---
title: "BPMN Assistant: An LLM-Based Approach to Business Process Modeling"
type: source
tags: [llm, bpm, bpmn, process-modelling, generative-ai, json-intermediate-representation, function-calling, evaluation]
authors: [Licardo Josip Tomo; Tanković Nikola; Etinger Darko]
year: 2026
venue: "Applied Sciences (MDPI), 16, 2213"
kind: paper
raw_path: "raw/ABPS/2026-licardo-bpmn-assistant-llm-process-modelling.pdf"
key_claims:
  - "BPMN editing should be reframed as incremental transformation of mutable structures via a constrained set of atomic operations, not as one-shot regeneration of full BPMN 2.0 XML."
  - "A hierarchical JSON intermediate representation with type/id/label/branches and explicit has_join + next fields lets LLMs manipulate process logic without grappling with BPMN 2.0 XML verbosity."
  - "Five atomic editing functions (delete_element, redirect_branch, add_element, move_element, update_element) suffice to express complex BPMN modifications via composition."
  - "JSON beats raw-XML manipulation in editing tasks across all evaluated LLMs (GPT-5.1, GPT-5 mini, GPT-4o, Claude 3.5/4.5 Sonnet, Gemini 2.0 Flash, Llama 3.3 70B, Qwen 2.5 72B, DeepSeek V3) — most dramatically lifting DeepSeek V3 from 8% (XML) to 50% (JSON) success."
  - "Conformance checking via token-replay on simulated logs shows JSON achieves average F1 0.72 vs XML's 0.69; frontier models (GPT-5.1, Claude 4.5 Sonnet) maintain high precision in either format."
  - "JSON reduces editing latency by ~43% and output token count by >75% versus direct XML generation, despite higher input context cost."
  - "A strict JSON-schema validator with self-correction loop (LLM retries on validation failure) is the structural-correctness guardrail that XML baselines lack."
  - "Limitations: no support for pools/lanes (collaboration diagrams), data objects, or multi-pool layout; evaluation on synthetic descriptions rather than real enterprise narratives; no usability study with non-technical users."
created: 2026-05-06
updated: 2026-05-06
sources: []
---

# BPMN Assistant — Licardo, Tanković & Etinger 2026

Open-source LLM-based system for natural-language **creation and editing** of executable BPMN 2.0 diagrams, from Juraj Dobrila University of Pula. Source code at <https://github.com/jtlicardo/bpmn-assistant>; evaluation dataset at <https://huggingface.co/datasets/jtlicardo/bpmn-assistant-eval>. Published in *Applied Sciences* (MDPI), February 2026.

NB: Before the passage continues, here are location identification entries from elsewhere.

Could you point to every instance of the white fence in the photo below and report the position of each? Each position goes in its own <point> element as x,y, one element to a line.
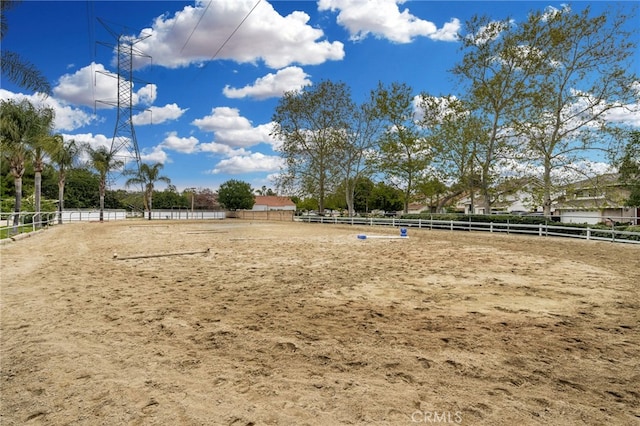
<point>12,224</point>
<point>541,230</point>
<point>185,214</point>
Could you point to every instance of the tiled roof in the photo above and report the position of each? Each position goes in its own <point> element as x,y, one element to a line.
<point>273,201</point>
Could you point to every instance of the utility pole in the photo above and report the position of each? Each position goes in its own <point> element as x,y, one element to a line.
<point>124,143</point>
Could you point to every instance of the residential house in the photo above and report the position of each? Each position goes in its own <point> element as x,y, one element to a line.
<point>273,202</point>
<point>596,200</point>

This is the wiki's **first ingested source on direct LLM→BPMN modelling**, partially closing gap §E.2.1 in [[syntheses/llm-bpm-reading-list]] (LLM-based process discovery & redesign).

## Core idea

BPMN Assistant rejects the dominant "one-shot generation" framing in LLM-driven process modelling and reframes BPMN editing as a **controlled transformation problem** over mutable structures. Instead of asking the LLM to emit BPMN 2.0 XML, the system asks it to manipulate a **hierarchical JSON intermediate representation** through a small fixed set of **atomic editing functions** invoked via function calling. The JSON is then deterministically translated to BPMN 2.0 XML by a separate transformer, with a layout server (Node.js + `bpmn-auto-layout`) appending Diagram Interchange (DI) coordinates without modifying semantic structure.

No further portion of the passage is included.